Saraki condemns Buhari’s anti-corruption war, berates DSS

Bukola-Saraki-YNaija

by Dolapo Adelana

Senate President, Bukola Saraki has condemned the anti-corruption war of the President Muhammadu Buhari administration,.

Saraki, who gave his verdict while speaking on Thursday at the presidential villa during a National Dialogue on the Fight against Corruption organised by PACAC specifically berated the tactics of the Department of States Security Services (DSS). He described the agency’s midnight raid on the homes of some judges in a sting operation last October, as an illegality.

Saraki who was represented at the event by Senator Chukwuka Utazi, Chairman of the Senate Committee on Anti-Corruption, argued that the administration’s style in the fight against graft is unsustainable, saying “the end-result of any action of government is as important as the process. The platforms for fighting corruption should not, themselves, be corrupt or be seen to be corrupted.”

On the DSS raid, Saraki said, “The recent so-called sting operation by the Department of State Security on the residences of some very Senior Justices, some without warrants, others without any proof of incriminating body of evidence, leaves much to be desired.”

He noted that the National Security Agencies Act of 1986 granted the DSS the mandate to act in economic crimes of national security dimension. The senate president argued that Section 6 (c) of the Economic and Financial Crimes Act of 2004, being a latter law, had vested the power for the co-ordination and enforcement of all  economic and financial crimes laws and enforcement functions conferred on any other person or authority on the EFCC.

“It is even more instructive that by Section 2 (1) (e) of the EFCC Act, the Department of State Security sits on the Board of the EFCC and could easily, in their meetings, point out the persons or bodies the EFCC needs to investigate and prosecute backed up by the evidence it had clandestinely gathered”, he added, “That sting operation was a needless violation of our laws and an aberration that democratic society should consider anathema. The EFCC should have been provided the necessary intelligence to execute its mandate if the evidence disclosed a prima-facie case against the Justices.”

Speaking further, Saraki also accused the Presidential Advisory Committee against Corruption (PACAC) led by frontline constitutional lawyer, Prof. Itse Sagay, of blackmailing the legislature and propagating the adoption of illegal means and extra-judicial tactics in the administration’s anti-corruption war.

“PACAC should not lend itself to supporting extra-legal actions, if the fight against corruption will be sustained and ingrained in the body polity. A situation where PACAC speaks in favour of patently extra-legal means of law enforcement does not bode well for the rule of law.

“Certain government agencies and civil society bodies (and PACAC is not innocent of this), have formed the habit of making a scapegoat of the National Assembly as a den of corruption.

“They deliberately cast institutions of state in unsalutary hue that is divorced from reality.

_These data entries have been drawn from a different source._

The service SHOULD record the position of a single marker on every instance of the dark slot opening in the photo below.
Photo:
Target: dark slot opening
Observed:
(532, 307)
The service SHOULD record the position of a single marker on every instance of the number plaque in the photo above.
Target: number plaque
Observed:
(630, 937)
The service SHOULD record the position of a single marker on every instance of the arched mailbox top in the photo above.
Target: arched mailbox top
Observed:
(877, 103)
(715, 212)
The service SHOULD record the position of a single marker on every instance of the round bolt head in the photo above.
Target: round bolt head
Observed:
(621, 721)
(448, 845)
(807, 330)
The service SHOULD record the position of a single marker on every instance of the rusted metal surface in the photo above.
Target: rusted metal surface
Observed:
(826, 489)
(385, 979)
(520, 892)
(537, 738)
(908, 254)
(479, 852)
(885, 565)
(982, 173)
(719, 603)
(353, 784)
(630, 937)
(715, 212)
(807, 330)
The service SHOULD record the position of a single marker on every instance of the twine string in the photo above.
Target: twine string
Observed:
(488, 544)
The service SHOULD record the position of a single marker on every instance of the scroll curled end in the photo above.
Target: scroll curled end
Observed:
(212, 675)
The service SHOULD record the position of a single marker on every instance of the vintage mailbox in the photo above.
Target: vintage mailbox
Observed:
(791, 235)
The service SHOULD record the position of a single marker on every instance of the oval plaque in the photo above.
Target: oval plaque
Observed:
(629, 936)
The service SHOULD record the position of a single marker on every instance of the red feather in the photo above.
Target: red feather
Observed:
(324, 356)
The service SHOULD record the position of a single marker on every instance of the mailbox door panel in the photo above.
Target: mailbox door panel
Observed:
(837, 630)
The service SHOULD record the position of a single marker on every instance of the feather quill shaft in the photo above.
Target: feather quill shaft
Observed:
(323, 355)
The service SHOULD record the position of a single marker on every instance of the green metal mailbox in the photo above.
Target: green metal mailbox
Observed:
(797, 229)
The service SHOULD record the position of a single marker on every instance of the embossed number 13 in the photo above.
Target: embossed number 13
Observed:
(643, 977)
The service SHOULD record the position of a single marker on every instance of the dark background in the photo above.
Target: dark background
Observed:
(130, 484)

It does not help in confidence building, within government and across the civil population, when institutions of state are deliberately demonised in order to put the shine on others.

“As a critical stakeholder and partner in the mandate given to PACAC, it does not feel right when you mount rostrums to say how badly the National Assembly has performed; how they have left their duties derelict and how corrupt they are. Indeed, it is counter-productive for PACAC to do so because its mandate of advising should be given across board to all arms and tiers in order to promote the effectiveness of all government institutions and strengthen anti-corruption measures in a comprehensive manner.”